From: David Lewis, Reuters
Published January 20, 2005 12:00 AM

Congo Police, Army Accused of Elephant Poaching

KINSHASA — Congo's police and fractious army have been accused of involvement in rampant elephant poaching that threatens to wipe them out from a world heritage site in the east of the former Zaire, a new study has warned.

The investigation by the Congolese Institute for Conservation of Nature estimates 17 tonnes of elephant ivory was smuggled out of the Okapi Wildlife Reserve (OWR) in the volatile Ituri district during the last six months of 2004 alone.

"Although a significant number of people are implicated in the trade, our investigations have identified just 12 people who played the role of main poachers ... they are all linked to the military and the national police," said the report, seen by Reuters.

"Unless this poaching is controlled immediately, the elephants in the OWR, which represent the last large population in the country, will soon be threatened with almost total extinction," it warned.
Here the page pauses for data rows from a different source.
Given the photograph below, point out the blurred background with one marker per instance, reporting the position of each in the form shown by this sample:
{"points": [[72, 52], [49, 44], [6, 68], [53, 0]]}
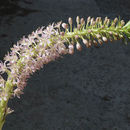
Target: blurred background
{"points": [[87, 91]]}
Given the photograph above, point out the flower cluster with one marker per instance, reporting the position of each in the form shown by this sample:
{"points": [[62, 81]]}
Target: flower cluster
{"points": [[45, 45]]}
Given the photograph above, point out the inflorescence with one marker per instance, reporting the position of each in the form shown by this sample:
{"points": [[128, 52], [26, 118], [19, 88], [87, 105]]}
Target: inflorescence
{"points": [[45, 45]]}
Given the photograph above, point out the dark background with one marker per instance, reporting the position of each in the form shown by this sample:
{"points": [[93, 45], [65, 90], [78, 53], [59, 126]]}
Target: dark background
{"points": [[87, 91]]}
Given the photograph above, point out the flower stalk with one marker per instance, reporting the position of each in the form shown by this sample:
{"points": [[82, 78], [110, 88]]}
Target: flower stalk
{"points": [[45, 45]]}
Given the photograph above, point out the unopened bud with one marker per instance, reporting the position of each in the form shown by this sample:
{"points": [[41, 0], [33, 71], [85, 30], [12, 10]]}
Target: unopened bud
{"points": [[77, 19], [78, 46], [97, 19], [76, 37], [85, 41], [88, 19], [100, 41], [98, 36], [92, 20], [122, 23], [110, 33], [62, 33], [90, 43], [104, 39], [64, 25], [79, 26], [89, 30], [70, 20], [71, 49], [115, 20], [82, 21], [95, 42]]}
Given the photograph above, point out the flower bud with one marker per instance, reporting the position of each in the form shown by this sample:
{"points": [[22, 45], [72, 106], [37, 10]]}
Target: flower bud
{"points": [[98, 36], [76, 37], [82, 21], [110, 32], [64, 25], [71, 49], [95, 42], [62, 33], [100, 41], [90, 43], [77, 19], [70, 20], [85, 41], [122, 23], [88, 19], [104, 39], [89, 30], [78, 46], [92, 20], [79, 26], [115, 20]]}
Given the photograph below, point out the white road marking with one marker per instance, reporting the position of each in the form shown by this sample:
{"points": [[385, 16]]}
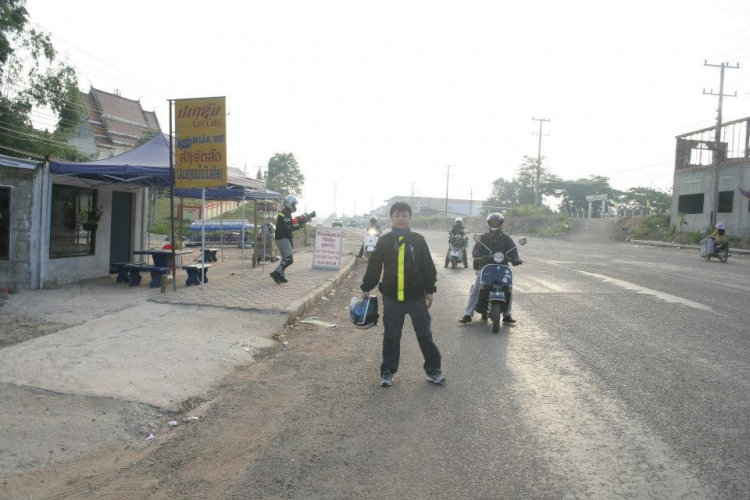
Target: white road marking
{"points": [[588, 436], [673, 299]]}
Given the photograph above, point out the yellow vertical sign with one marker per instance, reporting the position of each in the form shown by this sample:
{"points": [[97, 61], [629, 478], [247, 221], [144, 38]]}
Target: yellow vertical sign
{"points": [[201, 146]]}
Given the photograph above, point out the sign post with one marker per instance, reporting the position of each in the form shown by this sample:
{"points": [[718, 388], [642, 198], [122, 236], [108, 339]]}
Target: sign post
{"points": [[327, 254], [201, 154]]}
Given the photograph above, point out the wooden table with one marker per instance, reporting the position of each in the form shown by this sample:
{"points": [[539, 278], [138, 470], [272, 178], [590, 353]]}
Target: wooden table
{"points": [[163, 258]]}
The poaching in the east of the Democratic Republic of Congo targets the forest elephant, one of two species of elephant in Africa. They are shy and smaller than their savannah cousins and often have tattered ears from crashing through dense jungle.


"This is the worst poaching we have seen in 30 years," said John Hart, a senior scientist for the Wildlife Conservation Society, an international group.
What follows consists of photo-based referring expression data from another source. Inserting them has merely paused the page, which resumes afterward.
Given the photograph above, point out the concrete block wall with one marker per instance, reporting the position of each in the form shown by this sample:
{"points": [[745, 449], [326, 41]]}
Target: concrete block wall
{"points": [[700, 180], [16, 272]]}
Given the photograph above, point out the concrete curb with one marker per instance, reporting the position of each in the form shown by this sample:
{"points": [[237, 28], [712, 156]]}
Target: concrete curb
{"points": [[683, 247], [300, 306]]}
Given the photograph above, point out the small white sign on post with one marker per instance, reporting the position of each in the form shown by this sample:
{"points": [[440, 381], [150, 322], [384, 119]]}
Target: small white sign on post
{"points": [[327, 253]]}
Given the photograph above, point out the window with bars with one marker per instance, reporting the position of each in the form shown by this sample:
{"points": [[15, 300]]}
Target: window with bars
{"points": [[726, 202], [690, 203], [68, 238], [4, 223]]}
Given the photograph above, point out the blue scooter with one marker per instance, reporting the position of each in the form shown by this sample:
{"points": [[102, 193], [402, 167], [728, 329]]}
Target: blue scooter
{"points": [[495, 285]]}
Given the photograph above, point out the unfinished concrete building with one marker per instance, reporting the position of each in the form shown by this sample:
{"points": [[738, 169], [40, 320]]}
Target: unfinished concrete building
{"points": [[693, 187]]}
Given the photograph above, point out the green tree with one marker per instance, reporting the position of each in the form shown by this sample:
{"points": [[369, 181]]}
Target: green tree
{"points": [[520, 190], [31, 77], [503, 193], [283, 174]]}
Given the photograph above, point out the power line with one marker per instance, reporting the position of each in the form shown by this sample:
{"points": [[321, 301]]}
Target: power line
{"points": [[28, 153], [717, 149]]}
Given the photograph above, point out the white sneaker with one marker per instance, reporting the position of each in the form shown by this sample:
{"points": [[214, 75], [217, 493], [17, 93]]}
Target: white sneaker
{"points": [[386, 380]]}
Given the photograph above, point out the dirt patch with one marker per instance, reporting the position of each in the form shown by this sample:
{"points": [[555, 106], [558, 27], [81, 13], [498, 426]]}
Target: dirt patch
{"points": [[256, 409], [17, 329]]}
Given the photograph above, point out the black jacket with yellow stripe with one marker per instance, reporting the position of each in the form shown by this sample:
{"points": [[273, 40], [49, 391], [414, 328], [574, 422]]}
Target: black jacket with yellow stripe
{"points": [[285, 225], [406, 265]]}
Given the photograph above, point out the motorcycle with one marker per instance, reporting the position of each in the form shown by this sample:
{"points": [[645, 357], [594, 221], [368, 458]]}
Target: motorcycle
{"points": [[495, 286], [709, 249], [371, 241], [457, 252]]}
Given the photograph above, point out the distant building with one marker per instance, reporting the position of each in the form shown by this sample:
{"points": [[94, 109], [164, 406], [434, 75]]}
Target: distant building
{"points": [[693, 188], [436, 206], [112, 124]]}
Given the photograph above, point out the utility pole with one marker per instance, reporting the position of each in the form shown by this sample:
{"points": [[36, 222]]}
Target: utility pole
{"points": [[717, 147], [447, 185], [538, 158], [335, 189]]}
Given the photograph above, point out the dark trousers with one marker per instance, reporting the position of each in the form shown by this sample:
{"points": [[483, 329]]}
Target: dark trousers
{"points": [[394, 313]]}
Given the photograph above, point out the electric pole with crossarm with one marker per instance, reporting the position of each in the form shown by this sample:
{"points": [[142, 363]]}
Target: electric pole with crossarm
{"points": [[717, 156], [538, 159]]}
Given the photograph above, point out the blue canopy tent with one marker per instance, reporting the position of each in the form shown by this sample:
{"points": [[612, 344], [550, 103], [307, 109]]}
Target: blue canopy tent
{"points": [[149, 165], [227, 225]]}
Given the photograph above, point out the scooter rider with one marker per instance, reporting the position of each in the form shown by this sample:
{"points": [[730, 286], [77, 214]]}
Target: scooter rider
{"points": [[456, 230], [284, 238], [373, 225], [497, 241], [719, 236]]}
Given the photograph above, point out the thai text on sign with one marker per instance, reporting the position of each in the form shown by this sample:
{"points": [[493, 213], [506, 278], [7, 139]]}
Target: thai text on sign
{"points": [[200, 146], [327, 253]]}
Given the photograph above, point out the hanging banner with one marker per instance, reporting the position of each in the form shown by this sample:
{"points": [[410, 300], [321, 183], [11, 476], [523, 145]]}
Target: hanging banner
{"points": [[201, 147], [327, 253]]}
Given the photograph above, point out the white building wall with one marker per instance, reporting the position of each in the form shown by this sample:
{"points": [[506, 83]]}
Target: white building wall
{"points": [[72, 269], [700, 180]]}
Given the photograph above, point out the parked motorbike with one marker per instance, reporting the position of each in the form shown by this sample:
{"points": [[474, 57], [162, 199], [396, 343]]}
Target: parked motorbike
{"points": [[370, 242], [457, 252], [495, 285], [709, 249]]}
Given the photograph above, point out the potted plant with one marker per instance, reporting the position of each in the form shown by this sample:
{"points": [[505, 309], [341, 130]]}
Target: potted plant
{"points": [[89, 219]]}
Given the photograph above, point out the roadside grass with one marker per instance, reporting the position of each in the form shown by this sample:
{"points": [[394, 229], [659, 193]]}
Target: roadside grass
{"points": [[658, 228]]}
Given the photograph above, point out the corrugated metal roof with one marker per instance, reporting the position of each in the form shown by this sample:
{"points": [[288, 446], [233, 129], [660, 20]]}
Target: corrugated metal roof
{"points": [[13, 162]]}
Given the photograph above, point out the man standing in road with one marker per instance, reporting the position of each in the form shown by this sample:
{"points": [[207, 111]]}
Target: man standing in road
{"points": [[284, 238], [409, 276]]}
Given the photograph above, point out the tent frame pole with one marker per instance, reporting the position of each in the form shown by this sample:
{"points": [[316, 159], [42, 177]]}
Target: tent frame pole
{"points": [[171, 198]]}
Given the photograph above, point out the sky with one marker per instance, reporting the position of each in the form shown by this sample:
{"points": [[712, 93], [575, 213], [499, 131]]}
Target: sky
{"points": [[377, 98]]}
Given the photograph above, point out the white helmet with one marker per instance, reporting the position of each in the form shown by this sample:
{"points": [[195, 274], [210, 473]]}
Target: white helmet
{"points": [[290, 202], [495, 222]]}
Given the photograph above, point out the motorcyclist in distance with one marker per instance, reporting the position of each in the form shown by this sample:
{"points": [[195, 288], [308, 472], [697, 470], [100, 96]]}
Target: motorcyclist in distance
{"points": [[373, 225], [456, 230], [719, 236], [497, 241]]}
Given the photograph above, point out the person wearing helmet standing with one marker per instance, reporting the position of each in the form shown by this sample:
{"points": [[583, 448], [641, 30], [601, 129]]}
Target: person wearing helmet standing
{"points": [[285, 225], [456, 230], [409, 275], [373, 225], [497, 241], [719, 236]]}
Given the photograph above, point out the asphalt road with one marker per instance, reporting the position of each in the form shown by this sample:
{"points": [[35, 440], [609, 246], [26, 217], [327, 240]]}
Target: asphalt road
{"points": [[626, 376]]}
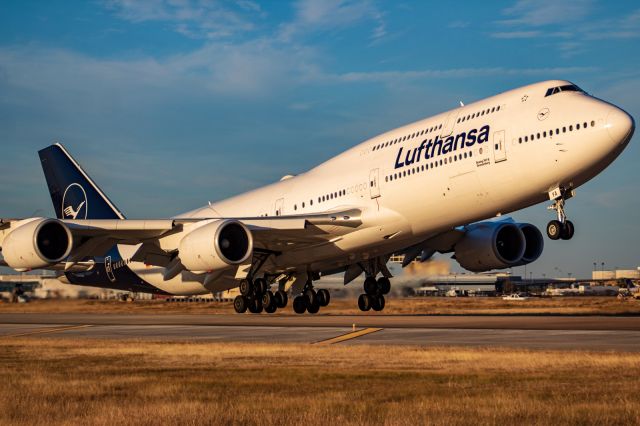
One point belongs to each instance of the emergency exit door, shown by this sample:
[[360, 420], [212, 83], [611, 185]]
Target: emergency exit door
[[499, 147], [374, 183]]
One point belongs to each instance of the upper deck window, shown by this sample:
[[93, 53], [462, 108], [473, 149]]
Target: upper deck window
[[565, 88]]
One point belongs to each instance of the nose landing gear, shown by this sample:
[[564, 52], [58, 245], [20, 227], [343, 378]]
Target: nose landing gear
[[562, 228]]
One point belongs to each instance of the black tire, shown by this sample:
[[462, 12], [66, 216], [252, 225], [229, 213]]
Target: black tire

"If this population is wiped out, about half of Africa's forest elephants will have been depleted," he said. "There are some others in Gabon and the Republic of Congo, but this population is the last major bastion of these elephants."

The Congo study says former Ugandan-backed MLC rebels and pro-government APC fighters, all meant to be part of a new national army, are working with the police and businessmen to kill the animals and smuggle the tusks to neighbouring Uganda.

The military was not immediately available for comment.

General Daniel Katsuva, Congo's most senior policeman, said the delay in unifying the police force after the war may be to blame for insufficient control over some officers, but he declined to speculate on the specific accusations.

"I have asked the provincial police inspector to go and speak to those accused to establish what is going on out there," he told Reuters in Congo's capital Kinshasa.

Hart said the elephant population was estimated to have dropped to between 1,000 and 2,000 from some 7,500 before Congo's five-year war, which officially ended in 2003 but has left much of the east in the grip of armed groups.

Rising Ivory Demand

According to the report, the military and the police have the blessing of local chiefs and work with villagers, who serve as porters. The elephant meat is sold in the villages, while the ivory is taken to larger towns and then moved out to Uganda.

The report says the surge in poaching is probably due to increased demand for tusks in Uganda and a subsequent rise in ivory prices towards the end of last year.

A few forest elephants are left in Ghana but populations in other West African countries, such as Liberia, Sierra Leone and Ivory Coast, where elephant flesh is prized, have been decimated by hunting during years of civil war.

Trade in ivory is outlawed under the Convention on International Trade in Endangered Species (CITES). South Africa, Botswana and Namibia were granted permission in 2002 for one-off sales of stockpiled ivory, which have yet to go ahead, but Namibia failed in its bid for an annual export quota of 2,000 kg (4,400 lb) at a CITES meeting in Bangkok in October.